The Federal Trade Commission Issues 2018 Annual Updates to the United States Pre-Merger Notification (HSR) and Interlocking Directorates Thresholds
V&E Antitrust Transactional Update E-communication, January 30, 2018
The Federal Trade Commission (FTC) has revised the thresholds that govern pre-merger notification requirements under the Hart-Scott-Rodino Antitrust Improvements Act of 1976, as amended (HSR Act), as well as the thresholds for interlocking directorates under Section 8 of the Clayton Act. The new HSR Act thresholds will become effective for all transactions closing on or after February 28, 2018.
HSR Act Thresholds
The HSR Act requires
parties to transactions that meet the statutory thresholds to file notification
with the FTC and Department of Justice, and abide by a waiting period before
completing the transaction. The statutory thresholds are revised each year. On
January 26, 2018, the FTC announced the revised thresholds for 2018.
Under the revised
thresholds, parties to a transaction with a value of less than $84.4 million (increased
from the 2017 threshold of $80.8 million) need not submit a notification or
observe a waiting period. In contrast, parties must file notification with the
federal antitrust agencies and observe the HSR Act waiting period, unless
otherwise exempt, if the value of the transaction is greater than $337.6
million (increased from the 2017 threshold of $323 million). Further, parties
to a transaction valued between $84.4 million and $337.6 million must file
notification, unless otherwise exempt, if one party to the transaction has
annual net sales or assets of $168.8 million and the other party to the
transaction has annual net sales or assets of $16.9 million (increased from 2017
thresholds of $161.5 million and $16.2 million, respectively).
Clayton Act Section 8 Thresholds
Section 8 of the Clayton
Act prohibits corporations that compete from having common directors if the
companies have revenue that exceeds the statutory threshold, which is revised
annually.

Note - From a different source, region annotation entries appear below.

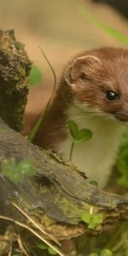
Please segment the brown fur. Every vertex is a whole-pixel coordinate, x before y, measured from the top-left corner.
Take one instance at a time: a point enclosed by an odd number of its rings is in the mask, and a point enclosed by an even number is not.
[[[87,55],[92,58],[79,60]],[[115,91],[118,98],[108,100],[107,90]],[[128,121],[128,50],[102,48],[75,56],[64,70],[35,143],[44,148],[57,149],[67,137],[67,111],[73,100],[79,104],[88,103],[119,120]]]

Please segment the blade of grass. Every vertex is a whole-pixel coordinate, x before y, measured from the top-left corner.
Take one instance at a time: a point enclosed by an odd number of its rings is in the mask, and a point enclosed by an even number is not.
[[[97,19],[96,19],[93,15],[90,15],[90,12],[88,12],[85,9],[84,9],[82,6],[78,5],[78,10],[79,12],[90,23],[94,24],[97,27],[102,28],[103,31],[108,32],[109,35],[116,38],[119,41],[123,42],[125,44],[128,44],[128,37],[123,35],[122,33],[119,32],[115,29],[107,26],[103,22],[99,21]]]
[[[52,74],[53,74],[53,77],[54,77],[54,87],[53,87],[53,90],[52,90],[51,96],[50,96],[50,97],[49,97],[49,100],[48,101],[45,108],[43,109],[43,111],[42,111],[42,113],[41,113],[41,114],[40,114],[40,116],[39,116],[38,121],[36,122],[36,124],[35,124],[34,126],[32,127],[32,131],[31,131],[31,132],[30,132],[30,134],[29,134],[29,136],[28,136],[28,140],[29,140],[30,142],[32,142],[32,140],[34,139],[35,135],[36,135],[36,133],[38,132],[38,128],[39,128],[39,126],[40,126],[40,125],[41,125],[41,123],[42,123],[42,121],[43,121],[43,119],[44,119],[44,115],[46,114],[47,110],[48,110],[48,108],[49,108],[49,105],[50,105],[50,103],[51,103],[51,102],[52,102],[52,99],[53,99],[53,96],[54,96],[54,94],[55,94],[55,87],[56,87],[56,82],[57,82],[56,75],[55,75],[55,70],[54,70],[54,68],[53,68],[51,63],[50,63],[49,61],[48,60],[48,58],[47,58],[47,56],[46,56],[46,55],[45,55],[45,53],[44,53],[44,50],[41,49],[41,47],[39,47],[39,49],[40,49],[40,50],[41,50],[43,55],[44,55],[45,61],[47,61],[47,63],[48,63],[48,65],[49,65],[49,68],[50,68],[50,70],[51,70],[51,72],[52,72]]]

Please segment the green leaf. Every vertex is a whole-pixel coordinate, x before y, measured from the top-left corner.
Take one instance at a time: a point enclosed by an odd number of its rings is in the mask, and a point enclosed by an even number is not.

Under the new thresholds for 2018, companies will have to abide by
the prohibitions of Section 8 if each has capital, surplus, and undivided
profits aggregating more than $34,395,000.
statute provides an exemption if either of the corporations’ “competitive
sales,” which is defined as revenue from products/services sold in competition
with the other corporation, is below an annually adjusted threshold. Under the
2018 thresholds, corporations will be exempt from the requirements of Section 8
of the Clayton Act if either corporation has competitive sales less than
$3,439,500. We also remind you that Section 8 does not apply if either
corporation has competitive sales of less than 2 percent of its total revenue;
or each corporation has competitive sales of less than 4 percent of total
revenue. These percentage thresholds are not adjusted annually.